Sweet Feathers stared at me for a while before finally speaking. “Alright then…well, I’m not sure exactly where to start. How about,” Sweet Feathers picks up her straw, “this is a straw. We sip it to drink stuff easier.”

I just stared at her. I reached up and put her hoof down on the table with my hoof. “I know what that is,” I said slowly. “I do know what the essentials are. I just….” I tried to find the right way to say it. “I don’t know if there is anything other than pegasi, unicorns, and regular ponies. I don’t know how to fly. Um…I don’t know how far magic goes and how do you pick up stuff with hooves!? I mean seriously, how!? It’s physically impossible!” I groaned in annoyance while I tried to pick up the straw with my hoof and failed.

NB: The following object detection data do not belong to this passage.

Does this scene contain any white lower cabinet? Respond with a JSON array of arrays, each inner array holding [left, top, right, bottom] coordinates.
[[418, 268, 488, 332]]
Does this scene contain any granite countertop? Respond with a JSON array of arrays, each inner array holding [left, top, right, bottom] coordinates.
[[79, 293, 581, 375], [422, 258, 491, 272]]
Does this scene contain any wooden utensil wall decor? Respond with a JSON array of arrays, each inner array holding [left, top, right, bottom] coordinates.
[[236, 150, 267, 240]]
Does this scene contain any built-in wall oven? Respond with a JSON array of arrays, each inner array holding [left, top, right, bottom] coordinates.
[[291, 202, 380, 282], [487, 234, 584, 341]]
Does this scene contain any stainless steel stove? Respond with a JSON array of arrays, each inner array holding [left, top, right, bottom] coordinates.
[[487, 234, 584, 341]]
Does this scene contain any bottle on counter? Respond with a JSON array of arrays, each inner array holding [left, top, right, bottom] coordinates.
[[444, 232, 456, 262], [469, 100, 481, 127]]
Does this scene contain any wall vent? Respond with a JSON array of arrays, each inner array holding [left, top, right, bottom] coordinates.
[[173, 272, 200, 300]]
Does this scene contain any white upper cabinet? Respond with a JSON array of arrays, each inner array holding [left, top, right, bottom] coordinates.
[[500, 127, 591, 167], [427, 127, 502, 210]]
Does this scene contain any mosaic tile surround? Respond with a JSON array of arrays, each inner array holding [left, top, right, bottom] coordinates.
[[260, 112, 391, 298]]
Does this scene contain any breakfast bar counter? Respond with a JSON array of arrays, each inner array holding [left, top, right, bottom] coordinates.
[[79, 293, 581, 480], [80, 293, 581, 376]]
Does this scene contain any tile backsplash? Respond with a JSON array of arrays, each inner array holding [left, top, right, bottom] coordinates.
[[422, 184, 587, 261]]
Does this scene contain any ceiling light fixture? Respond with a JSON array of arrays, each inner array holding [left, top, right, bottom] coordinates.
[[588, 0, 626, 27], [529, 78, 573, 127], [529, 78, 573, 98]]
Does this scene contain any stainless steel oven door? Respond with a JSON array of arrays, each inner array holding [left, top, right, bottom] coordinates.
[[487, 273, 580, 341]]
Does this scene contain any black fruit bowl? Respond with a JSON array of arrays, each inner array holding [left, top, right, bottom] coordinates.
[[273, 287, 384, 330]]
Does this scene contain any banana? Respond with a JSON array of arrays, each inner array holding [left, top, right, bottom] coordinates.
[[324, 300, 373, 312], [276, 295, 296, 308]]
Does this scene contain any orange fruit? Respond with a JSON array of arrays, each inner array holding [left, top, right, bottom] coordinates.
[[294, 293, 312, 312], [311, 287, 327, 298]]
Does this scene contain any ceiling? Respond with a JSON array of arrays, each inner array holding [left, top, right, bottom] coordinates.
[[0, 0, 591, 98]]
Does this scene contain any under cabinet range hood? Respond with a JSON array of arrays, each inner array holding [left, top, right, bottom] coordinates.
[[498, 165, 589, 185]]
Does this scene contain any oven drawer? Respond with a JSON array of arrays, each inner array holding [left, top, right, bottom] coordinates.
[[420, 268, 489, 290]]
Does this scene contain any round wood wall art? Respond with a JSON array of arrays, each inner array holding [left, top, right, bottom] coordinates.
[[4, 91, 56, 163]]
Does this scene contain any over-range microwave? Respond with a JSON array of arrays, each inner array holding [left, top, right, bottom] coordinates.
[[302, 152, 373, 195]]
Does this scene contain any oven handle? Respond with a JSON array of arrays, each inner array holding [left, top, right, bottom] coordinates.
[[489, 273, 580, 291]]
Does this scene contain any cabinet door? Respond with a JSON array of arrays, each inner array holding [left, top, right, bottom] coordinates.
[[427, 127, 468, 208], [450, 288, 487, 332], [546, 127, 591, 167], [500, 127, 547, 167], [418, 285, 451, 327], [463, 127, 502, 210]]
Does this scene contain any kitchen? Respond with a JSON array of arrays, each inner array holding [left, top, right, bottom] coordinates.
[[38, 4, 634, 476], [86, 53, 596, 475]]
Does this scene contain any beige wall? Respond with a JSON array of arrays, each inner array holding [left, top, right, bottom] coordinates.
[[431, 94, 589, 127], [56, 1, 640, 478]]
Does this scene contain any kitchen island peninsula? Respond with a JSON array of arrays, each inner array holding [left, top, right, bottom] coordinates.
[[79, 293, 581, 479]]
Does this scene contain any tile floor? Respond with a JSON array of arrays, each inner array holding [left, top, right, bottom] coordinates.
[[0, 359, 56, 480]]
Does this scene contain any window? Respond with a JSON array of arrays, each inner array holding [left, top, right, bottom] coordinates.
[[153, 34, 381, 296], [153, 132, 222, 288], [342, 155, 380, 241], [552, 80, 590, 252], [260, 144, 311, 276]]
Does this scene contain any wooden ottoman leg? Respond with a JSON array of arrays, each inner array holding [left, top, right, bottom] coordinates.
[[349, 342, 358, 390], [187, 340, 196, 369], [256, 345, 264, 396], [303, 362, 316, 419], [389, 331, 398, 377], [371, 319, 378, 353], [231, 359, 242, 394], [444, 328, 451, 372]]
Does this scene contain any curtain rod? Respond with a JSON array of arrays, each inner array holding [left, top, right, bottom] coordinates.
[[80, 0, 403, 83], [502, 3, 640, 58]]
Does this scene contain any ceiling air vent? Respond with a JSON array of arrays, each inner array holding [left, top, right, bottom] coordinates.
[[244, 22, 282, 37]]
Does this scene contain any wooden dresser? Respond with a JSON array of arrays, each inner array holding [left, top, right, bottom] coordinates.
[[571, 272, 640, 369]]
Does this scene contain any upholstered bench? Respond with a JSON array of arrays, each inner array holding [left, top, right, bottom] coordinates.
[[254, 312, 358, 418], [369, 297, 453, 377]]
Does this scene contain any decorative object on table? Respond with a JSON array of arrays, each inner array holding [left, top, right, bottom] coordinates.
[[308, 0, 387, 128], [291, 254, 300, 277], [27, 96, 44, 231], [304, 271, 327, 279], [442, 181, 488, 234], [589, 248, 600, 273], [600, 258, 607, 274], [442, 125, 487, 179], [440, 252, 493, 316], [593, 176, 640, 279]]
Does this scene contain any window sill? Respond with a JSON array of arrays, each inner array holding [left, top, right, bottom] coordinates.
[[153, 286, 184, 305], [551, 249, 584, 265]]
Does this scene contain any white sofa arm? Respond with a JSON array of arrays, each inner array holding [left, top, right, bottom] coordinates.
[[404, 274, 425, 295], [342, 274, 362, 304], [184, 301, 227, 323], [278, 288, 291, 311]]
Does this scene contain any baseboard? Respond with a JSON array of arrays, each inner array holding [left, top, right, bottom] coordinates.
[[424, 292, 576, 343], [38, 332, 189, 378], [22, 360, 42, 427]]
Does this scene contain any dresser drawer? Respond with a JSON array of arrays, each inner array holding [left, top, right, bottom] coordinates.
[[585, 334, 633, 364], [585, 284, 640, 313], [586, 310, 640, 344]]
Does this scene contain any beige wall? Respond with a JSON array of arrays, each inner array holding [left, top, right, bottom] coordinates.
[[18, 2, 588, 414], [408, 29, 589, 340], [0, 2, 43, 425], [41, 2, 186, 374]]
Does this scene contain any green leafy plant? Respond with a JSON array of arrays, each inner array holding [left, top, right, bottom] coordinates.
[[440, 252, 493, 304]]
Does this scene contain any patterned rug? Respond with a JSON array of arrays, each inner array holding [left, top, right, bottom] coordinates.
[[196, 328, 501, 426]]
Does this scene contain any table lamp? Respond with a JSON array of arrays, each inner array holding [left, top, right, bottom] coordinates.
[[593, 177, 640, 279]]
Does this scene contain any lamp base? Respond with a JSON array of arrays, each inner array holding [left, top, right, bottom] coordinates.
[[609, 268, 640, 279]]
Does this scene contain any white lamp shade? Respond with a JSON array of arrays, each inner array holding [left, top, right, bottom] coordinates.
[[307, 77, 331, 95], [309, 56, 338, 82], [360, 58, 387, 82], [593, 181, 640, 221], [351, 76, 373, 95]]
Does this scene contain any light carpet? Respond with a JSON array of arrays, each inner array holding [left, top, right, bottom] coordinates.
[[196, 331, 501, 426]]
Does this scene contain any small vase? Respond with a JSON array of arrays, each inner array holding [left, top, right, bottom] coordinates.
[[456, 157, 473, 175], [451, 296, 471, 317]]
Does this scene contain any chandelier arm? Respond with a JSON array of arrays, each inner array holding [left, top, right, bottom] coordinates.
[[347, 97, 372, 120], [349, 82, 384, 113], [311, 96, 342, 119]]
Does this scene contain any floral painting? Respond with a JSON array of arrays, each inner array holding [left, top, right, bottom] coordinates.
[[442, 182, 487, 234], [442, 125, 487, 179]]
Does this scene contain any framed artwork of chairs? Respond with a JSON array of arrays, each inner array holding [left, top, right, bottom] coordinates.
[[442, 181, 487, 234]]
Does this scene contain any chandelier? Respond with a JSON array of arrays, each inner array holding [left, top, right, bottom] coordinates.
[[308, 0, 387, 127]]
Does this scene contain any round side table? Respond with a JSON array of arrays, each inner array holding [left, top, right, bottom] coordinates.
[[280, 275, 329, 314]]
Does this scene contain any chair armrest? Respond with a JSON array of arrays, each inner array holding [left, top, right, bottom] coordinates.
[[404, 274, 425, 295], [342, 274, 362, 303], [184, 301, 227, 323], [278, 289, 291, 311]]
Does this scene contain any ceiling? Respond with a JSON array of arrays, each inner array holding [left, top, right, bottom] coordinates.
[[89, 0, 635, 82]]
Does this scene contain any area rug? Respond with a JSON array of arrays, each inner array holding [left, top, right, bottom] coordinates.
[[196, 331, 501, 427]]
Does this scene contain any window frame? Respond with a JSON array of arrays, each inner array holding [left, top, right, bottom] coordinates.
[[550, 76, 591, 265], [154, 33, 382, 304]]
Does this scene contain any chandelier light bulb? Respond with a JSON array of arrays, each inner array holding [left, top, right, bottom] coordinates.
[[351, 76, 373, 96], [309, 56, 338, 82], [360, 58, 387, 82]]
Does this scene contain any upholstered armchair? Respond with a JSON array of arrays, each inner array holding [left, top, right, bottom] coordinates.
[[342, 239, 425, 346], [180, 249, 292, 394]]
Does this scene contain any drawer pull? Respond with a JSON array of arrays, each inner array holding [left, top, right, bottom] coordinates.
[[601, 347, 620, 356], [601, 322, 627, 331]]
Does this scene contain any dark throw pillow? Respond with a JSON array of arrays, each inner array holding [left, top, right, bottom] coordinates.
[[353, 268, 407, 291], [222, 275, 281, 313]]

“Okay okay okay…” Sweet Feathers repeated calmly, putting her hooves on top of mine. “How about this, what would you like to know, right now?”

I was so frustrated with everything. I feel like it’s my first day of work. I’m just standing around doing nothing because I don’t know what to do and I feel so out of place and I said the only thing that I couldn’t keep back. “I just wanna go home…”

Sweet Feathers nodded in understanding, seeing that I’m going to start crying. “Okay, sweetie. Let’s go home.” And with that, she led me out of the fast food place towards somewhere that was NOT called home.